The ancient Egyptians in the second century used porous clay pots filled with water. River water would be settled and bottom settlement drained off. Placed on the roof at night where some poor fellow would wet down the pots when weather permitted (cool night & clear sky). At dawn the poor fellow would take the pots down stairs and pack them with straw around the pots. This method could produce ice and cold water. An Indian text 4Th century BC notes using shallow pottery dishes filled with water covered in straw or sugar cane, then placed in a draft, evaporation could produce ice and by adding salt would drop the freezing point.

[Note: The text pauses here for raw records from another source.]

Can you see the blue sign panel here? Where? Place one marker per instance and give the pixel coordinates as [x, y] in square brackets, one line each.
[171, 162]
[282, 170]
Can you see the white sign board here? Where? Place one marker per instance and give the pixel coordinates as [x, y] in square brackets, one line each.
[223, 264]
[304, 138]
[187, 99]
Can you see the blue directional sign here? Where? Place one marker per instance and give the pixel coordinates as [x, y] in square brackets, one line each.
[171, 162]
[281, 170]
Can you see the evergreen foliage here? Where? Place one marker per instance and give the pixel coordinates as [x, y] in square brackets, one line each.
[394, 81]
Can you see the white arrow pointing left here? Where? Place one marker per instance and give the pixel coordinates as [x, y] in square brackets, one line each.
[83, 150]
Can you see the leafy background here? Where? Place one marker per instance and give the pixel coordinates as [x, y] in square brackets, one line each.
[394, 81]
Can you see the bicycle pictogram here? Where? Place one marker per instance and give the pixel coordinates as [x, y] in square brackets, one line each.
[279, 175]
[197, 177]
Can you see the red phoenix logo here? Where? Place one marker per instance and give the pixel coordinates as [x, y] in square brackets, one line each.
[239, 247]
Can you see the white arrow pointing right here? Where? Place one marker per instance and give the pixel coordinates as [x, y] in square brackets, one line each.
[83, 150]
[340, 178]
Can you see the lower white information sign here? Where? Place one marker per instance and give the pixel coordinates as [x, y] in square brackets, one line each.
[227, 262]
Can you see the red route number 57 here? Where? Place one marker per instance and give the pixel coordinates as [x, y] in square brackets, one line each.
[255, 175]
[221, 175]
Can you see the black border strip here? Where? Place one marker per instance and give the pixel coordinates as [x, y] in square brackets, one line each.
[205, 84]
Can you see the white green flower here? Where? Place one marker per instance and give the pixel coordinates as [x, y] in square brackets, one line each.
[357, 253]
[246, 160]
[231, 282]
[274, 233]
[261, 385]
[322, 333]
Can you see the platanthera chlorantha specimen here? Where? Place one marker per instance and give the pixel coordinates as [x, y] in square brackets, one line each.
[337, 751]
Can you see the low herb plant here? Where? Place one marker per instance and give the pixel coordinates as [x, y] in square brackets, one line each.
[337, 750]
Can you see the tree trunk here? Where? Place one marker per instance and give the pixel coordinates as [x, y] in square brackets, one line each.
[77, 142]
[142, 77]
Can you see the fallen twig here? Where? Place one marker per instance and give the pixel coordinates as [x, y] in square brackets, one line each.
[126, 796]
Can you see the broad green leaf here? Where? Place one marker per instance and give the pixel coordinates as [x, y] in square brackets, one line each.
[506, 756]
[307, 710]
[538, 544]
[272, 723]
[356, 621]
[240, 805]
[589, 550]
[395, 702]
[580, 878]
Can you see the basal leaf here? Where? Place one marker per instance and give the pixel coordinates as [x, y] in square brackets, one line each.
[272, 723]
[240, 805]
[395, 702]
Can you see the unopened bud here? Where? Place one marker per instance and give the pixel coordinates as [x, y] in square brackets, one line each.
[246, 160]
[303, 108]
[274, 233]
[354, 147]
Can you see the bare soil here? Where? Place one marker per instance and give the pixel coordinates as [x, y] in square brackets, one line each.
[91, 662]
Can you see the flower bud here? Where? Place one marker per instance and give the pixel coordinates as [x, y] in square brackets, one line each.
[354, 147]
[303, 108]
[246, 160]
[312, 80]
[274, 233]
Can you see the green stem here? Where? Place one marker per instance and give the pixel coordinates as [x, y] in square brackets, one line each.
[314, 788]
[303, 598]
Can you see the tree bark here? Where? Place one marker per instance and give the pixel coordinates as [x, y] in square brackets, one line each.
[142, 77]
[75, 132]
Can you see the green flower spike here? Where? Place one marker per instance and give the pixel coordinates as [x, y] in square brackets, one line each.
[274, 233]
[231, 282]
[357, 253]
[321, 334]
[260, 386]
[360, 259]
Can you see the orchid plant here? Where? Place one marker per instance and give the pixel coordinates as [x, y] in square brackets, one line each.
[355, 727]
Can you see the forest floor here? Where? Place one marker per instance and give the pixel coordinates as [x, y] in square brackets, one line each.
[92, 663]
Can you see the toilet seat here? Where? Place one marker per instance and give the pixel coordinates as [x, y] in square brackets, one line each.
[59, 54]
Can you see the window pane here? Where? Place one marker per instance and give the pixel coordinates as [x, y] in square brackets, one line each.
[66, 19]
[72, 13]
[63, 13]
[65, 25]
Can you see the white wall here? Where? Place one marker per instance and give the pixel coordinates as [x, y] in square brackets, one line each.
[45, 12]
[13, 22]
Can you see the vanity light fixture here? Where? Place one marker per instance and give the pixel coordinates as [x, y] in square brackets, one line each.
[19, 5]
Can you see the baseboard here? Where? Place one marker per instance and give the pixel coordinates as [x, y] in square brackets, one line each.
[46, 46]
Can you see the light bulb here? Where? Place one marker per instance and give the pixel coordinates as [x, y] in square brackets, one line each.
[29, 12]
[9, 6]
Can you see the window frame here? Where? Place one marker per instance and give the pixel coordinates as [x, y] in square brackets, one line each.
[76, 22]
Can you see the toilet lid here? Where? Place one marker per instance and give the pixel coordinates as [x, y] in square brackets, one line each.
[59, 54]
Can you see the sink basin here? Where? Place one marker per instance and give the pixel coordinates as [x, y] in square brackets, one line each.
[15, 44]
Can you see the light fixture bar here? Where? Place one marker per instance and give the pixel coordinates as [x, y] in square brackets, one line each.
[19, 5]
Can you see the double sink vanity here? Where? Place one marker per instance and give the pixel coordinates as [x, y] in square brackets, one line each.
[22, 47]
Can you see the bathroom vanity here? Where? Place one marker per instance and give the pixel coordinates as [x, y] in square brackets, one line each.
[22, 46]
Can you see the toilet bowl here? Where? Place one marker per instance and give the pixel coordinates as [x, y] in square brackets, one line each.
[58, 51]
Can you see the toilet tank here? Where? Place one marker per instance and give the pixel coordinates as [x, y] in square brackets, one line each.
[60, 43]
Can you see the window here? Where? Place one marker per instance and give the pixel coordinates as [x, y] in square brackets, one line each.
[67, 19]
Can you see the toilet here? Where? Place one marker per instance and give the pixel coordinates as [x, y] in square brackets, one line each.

I have used this trick for testing safeties before - from a fast food joint get some chilled water, cup of ice and salt then mix a little water with ice then some salt, stir with thermometer and check the temperature - it drops lower than 0degC.

Magoo
13-04-2012, 02:21 AM
Hi Telsa,
probably the same middle eastern bloke that developed the water level gauge. What I cannot figure out is where he got his length of plastic tubing, probably Bunnings, they have been around for decades.

Tesla
14-04-2012, 12:06 AM
Hi Magoo
Possibly if he lived for a few thousand years as they used the water level to build the Great Pyramid. When I was an apprentice the tradesmen told me if I wanted a cool drink on a hot day all I had to do was take off my sock put the drink bottle in it, wet the sock (if it wasn't sweaty enough) then hang it in the shade of a tree. Not really keen of the sock but it does work. Does Bunnings sell socks?